В Ужгороде я с нетерпением жду Анну. Она появляется с заплечной корзинкой, в которой под кочнами салата уложены тяжелые небольшие пачки. Точно такие же, как те, что лежали в бауле Шандора Лобани.

Я прячу эти пачки в укромное место и, когда Анна собирается уходить, спрашиваю:

— Микола с Черной горы — кто это?

Анна молчит.

— Горуля?

Анна молчит.

И вдруг меня озаряет догадка.

— Олекса, — произношу я шепотом.

Анна молча кивает головой.

…Однажды утром, когда я пришел в свою контору, напуганный событиями управляющий вызвал меня к себе и сказал:

— Мы больше не можем рисковать денежными суммами, которые вам приходится развозить, господин Белинец. До сих пор вам везло, но не дай боже, эти красные подстерегут вас… Я решил изменить систему расчета с верховинскими лесорубами. Теперь они будут получать деньги раз в месяц, и только в Сваляве, в отделении банка. За вами останутся, господин Белинец, сплавщики на Тиссе. В долине все-таки безопаснее…

Так нежданно-негаданно прервалась моя постоянная связь с Верховиной. Это очень удручало меня, но изменить тут я ничего не мог.

Край наш перестал быть для оккупантов спасительным тылом. Газеты, долго и упорно хранившие молчание о партизанах, наконец разразились угрозой: «У нас хватит сил навести порядок!»

Однако это легче было обещать на газетных столбцах, чем осуществить на деле.

Попрежнему взрывались по пути к фронту воинские эшелоны, то тут, то там завязывались бои между партизанами и посланными против них войсками, а в сводках Советского Информбюро, передачи которого мы тайно ловили, стали появляться сообщения о действиях партизан в наших горах.

В феврале сорок четвертого года я снова увиделся с Куртинцом, но на этот раз у меня в доме. Я был счастлив вдвойне: и тем, что опять вижу этого мужественного, дорогого мне человека, и той неожиданной радостной вестью, которую он принес о Горуле; Горуля был у нас, и не в горах, а на Ужгородщине!

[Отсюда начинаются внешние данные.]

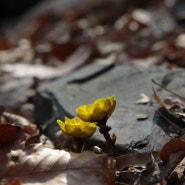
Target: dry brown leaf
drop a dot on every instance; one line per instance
(173, 146)
(40, 165)
(135, 159)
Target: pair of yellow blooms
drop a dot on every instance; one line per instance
(89, 115)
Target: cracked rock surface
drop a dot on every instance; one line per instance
(127, 83)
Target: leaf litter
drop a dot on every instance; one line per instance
(28, 162)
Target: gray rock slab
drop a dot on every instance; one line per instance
(127, 83)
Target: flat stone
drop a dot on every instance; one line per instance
(127, 83)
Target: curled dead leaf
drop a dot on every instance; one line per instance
(48, 166)
(173, 146)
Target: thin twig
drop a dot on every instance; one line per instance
(168, 90)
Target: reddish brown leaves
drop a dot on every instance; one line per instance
(9, 134)
(48, 166)
(171, 147)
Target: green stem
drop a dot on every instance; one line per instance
(104, 129)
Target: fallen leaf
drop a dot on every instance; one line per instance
(135, 159)
(9, 134)
(143, 99)
(141, 117)
(171, 147)
(36, 164)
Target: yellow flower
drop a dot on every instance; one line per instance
(99, 111)
(77, 128)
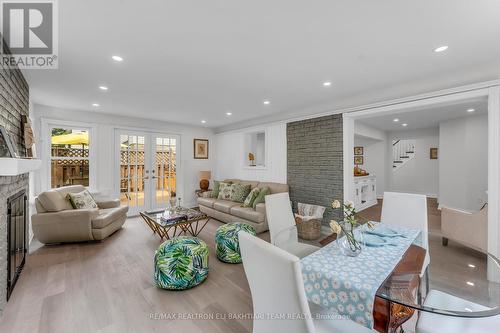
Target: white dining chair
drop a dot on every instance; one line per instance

— Здесь, здесь, — говорил мне Куртинец, отряхивая снег со своей венгерской бекеши, — вернулся еще осенью. А больше ничего не скажу, и не спрашивайте…

Я уже давно привык к железным законам конспирации, которым мы все подчинялись, и не обижался.

— Вы добрый вестник, — говорил я, крепко пожимая руку Куртинцу.

— Хотел бы им быть всегда, — улыбался тот, — до конца жизни.

Мог ли я подозревать в ту минуту, что конец этот наступит так скоро?..

Еще накануне вечером ко мне явился пожилой рабочий, которого я знал под кличкой «Верный». Осведомившись, все ли в порядке, он предупредил, что завтра утром ко мне придет гость и пробудет до вечера.

— Калитку с ночи не замыкайте на ключ. Условный сигнал, что в дом можно войти, — загнутая занавеска на левом окне. Гостю передайте, что буду здесь, как условлено, в восемь.

И вот утром, чуть занялся зимний рассвет, пришел Куртинец. И хотя в каждом его движении чувствовалась осторожность и говорил он тихо, у меня появилось ощущение, что в доме стало многолюдно, веселей и праздничней.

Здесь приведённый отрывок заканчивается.